To the watchman I cried loud enough to be heard, but he stared dead ahead into his own life. He would allow no one access to my room, except the nurse with a needle to stick in my arm. She had memorized a manual of efficiency. She was always on time. I couldn’t help but ask if hourly injections would redeem me from an inability to see light. And if they didn’t work, she said, there was shock treatment.

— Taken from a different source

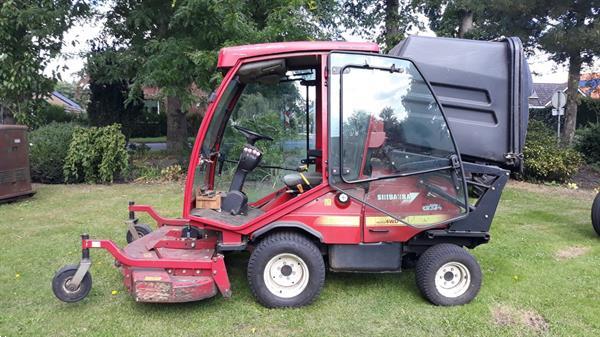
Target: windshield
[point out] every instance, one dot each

I remember again the dance of the watchman, and the nurse. I recall the power moving through them, so hidden, obscene, and they witnessed the power that moved in me. I was frightened by the path they made into my solitude, and they were frightened, too.

FATHER

From the empty motive in his throat to the fright he bore in the shadow of death, my father ruled the earth.

An island stood in the middle of his heart, and long boats moved through his veins, each boat a shout, each shout a spear.

His redemption resided inside silk purses filled with his peculiar visions of heaven. His freedom came in gold and silver.

His being moved like a fat dancer in the thunder and light of the howl of love he found inside trenches of pain.

The old man was a trawler who fished with a net of spines, eyes of wire dragging his charges further into the sea of drowning.

He found his ideas in a deck of cards he shuffled in triumph and rage, his poverty clutched in his fist, his open hand holding

only colour and wind. The man’s kingdom thrived in sight, in sound, in air. His voice was a scream in the cave of loneliness.

His love and kindness brokered his abysmal will. In the genius of hatred, with a hammer of deceit, his dark countenance boasted of trespass,

with laughter mad as torture. Greed defined his holiness, and largesse the miracle of his faith. He stood at the

front entrance of the world wanting peace, and from his place of bones, from the emptiness of denied truth, with words

thin and cruel, and his thought a distillation of fact into fancy, he was the end of all things, and the harsh and horrid beginning of everything.